Önder İmam Hatipliler Derneği’nin düzenlediği 19’uncu İmam Hatipliler Kurultayı’nda konuşan Bilal Erdoğan, ‘Bizler sivil toplum kuruluşlarıyız, birebir yolun yolcusuyuz. Daha inançlı bir jenerasyon yetişsin istiyoruz’ dedi.
‘Biz Ayasofya’yı hak etmedik’
Konuşmasında, kurultayın bu yılki teması ‘Ahde Vefa’ya dikkat çeken Bilal Erdoğan, Ayasofya’nın yine ibadete açılmasını örnek göstererek, ‘Seçilen tema her vakit çok hoş olmuştu. Bu sene de ‘Ahde Vefa’ tercih edilmiş. Ayasofya’nın açılışıyla ilgili sözlerimden bahsedildi. Ahde Vefa’yı konuşacaksak şayet o vakit Ayasofya sıkıntısından açalım. Ben Ayasofya açıldığı vakit salgın kaidelerinde İstanbul’da cuma günü namazdan sonra bir buluşma yaptık. Salgın kurallarına çok uygun bir buluşma da değildi. Salonu doldurmuştuk, ara maske falan çok dikkat edilmemişti. Hamdolsun bu salgın belası da geride kalıyor. Ancak o gün orada aslında bunu tertip ederken demiştik ki; Anadolu’nun dört bir yanından beşerler salgın demeyecek Ayasofya’nın açılışı için gelecek. Bir yemek ikram edelim, kutlama formunda olsun. Lakin o gün orada sorular ve tenkitler falan gelmeye başladı. Ben de sıra bana gelince bu anın ruhu şu anda bunun keyfini çıkarmak, bunu kutlamak, şükrünü eda etmek olduğu için, biraz bunu kınamıştım. Fakat biz o gün bugündür Ayasofya’nın açılışının şükrünü yerine getiremedik. Bunu da söylemeye devam ediyorum. Biz Ayasofya’nın yine Müslümanlığın ibadetine iade edilmesini esasen hak etmedik diyorum. Daha da diğer yerden bakmaya çalışıyorum. Ne Sultan Ahmet’i doldurduk, ne Süleymaniye’yi doldurduk, ne vakit namazlarımızı mescitlerde kılar olduk. Lakin Allah bize Ayasofya mükafatını verdi. İstanbul’un fethinin sembol mescidi olan Ayasofya Mescidi bunun şükrünü eda etmek için bizim namazlarımızda daha dikkatli olmamız, namazlarımızı mümkün olduğunca cemaatle mescitlerde kılmamız gerekiyor’ dedi.

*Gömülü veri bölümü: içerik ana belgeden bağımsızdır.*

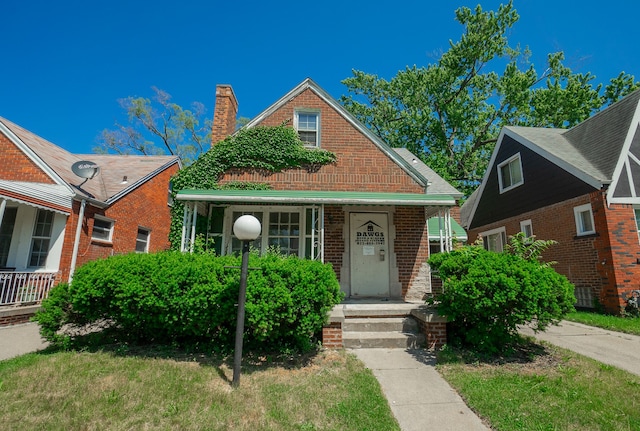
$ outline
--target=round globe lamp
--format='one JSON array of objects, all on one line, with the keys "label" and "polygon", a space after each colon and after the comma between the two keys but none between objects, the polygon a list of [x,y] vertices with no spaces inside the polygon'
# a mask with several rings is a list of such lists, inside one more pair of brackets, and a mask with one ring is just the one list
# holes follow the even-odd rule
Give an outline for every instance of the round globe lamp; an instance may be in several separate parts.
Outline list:
[{"label": "round globe lamp", "polygon": [[240,289],[238,291],[238,320],[236,324],[236,343],[233,351],[233,381],[235,387],[240,385],[240,369],[242,365],[242,342],[244,333],[244,304],[247,299],[247,272],[249,271],[249,243],[260,236],[262,226],[260,220],[252,215],[238,217],[233,224],[233,234],[242,241],[242,266],[240,267]]}]

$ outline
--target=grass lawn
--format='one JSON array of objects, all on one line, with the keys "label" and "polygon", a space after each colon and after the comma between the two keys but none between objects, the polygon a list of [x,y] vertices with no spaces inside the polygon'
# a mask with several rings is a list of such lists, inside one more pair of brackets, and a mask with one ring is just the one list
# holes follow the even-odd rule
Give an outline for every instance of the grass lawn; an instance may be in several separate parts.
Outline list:
[{"label": "grass lawn", "polygon": [[445,349],[437,368],[495,430],[640,430],[639,376],[547,344],[530,348],[510,362]]},{"label": "grass lawn", "polygon": [[120,347],[0,362],[3,430],[399,430],[370,370],[344,351],[243,361]]},{"label": "grass lawn", "polygon": [[640,318],[621,318],[587,311],[576,311],[565,316],[565,320],[597,326],[599,328],[609,329],[610,331],[640,335]]},{"label": "grass lawn", "polygon": [[[578,311],[566,320],[640,335],[640,319]],[[500,431],[640,430],[640,377],[528,339],[509,358],[445,348],[438,370]]]}]

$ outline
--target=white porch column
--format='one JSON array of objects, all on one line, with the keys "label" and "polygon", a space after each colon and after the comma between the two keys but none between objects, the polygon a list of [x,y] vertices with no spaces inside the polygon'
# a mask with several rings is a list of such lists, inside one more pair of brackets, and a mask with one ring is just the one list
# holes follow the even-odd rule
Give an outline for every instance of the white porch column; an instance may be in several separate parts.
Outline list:
[{"label": "white porch column", "polygon": [[2,219],[4,218],[4,209],[7,207],[7,200],[0,199],[0,226],[2,226]]},{"label": "white porch column", "polygon": [[193,218],[191,222],[191,243],[189,244],[189,251],[193,253],[193,247],[196,244],[196,221],[198,219],[198,202],[193,203]]}]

‘Daha inançlı bir jenerasyon istiyoruz’
Ahde Vefa denince bu devirdeki ümmet olarak Allah’a olan vefanın düşünülmesi gerektiğini söyleyen Erdoğan, ‘Bu vefayı nimetlerin çeşidince yerine getirmek ve bunları memnunlukla karşılamak suretiyle daha küçük olan kuşaklara de aktarmak konusunda biraz daha çabalı olmamız gerektiğini düşünüyorum. Bizler sivil toplum kuruluşlarıyız, tıpkı yolun yolcusuyuz. Daha inançlı bir kuşak yetişsin istiyoruz. Bununla da yetinmiyoruz inançlı olsun, Allah kaygısıyla büyüsün, ahlaklı olsun lakin bir de dünya nereye gidiyor? Bunun gerisinde kalmasın. Bilimde, fende, teknolojide, fikirde lider olsun. Tıpkı vakitte bunun uğraşını veriyoruz. Hatta vakit zaman hazırlık sınıfında 10 saat İngilizce olsun da Kur’an-ı Kerim’e sonra bakarız stili kaymalar da olabiliyor. Biz bu çocukları yeterli yetiştirmek istiyoruz ancak dünya olarak da geri kalmalarına tahammülümüz yok. Bütün toplantılarımızda da bunları konuşuyoruz. Bu buluşmalarımızda şunu gördüğümü söylemem lazım. Bu yolun yolcusu, bu işlere vaktiyle, fikriyle, malıyla katkı sağlayan arkadaşlarımızın sayısı çok sonludur. Birçok vilayetimizde bütün bu tıp istekli işler 3 kişinin, 5 kişinin, 13- 15 kişinin sırtında devam ediyor. Münasebetiyle bizim ne yapıp yapıp, bu çeşit istekli faaliyetlerimize daha çok arkadaşlarımızı katıyor olmamız lazım. Vakit da makus bir vakit. Kimsenin kimseye tahammülü kalmadı. Gerçekten bu türlü bir çağ yaşıyoruz’ diye konuştu.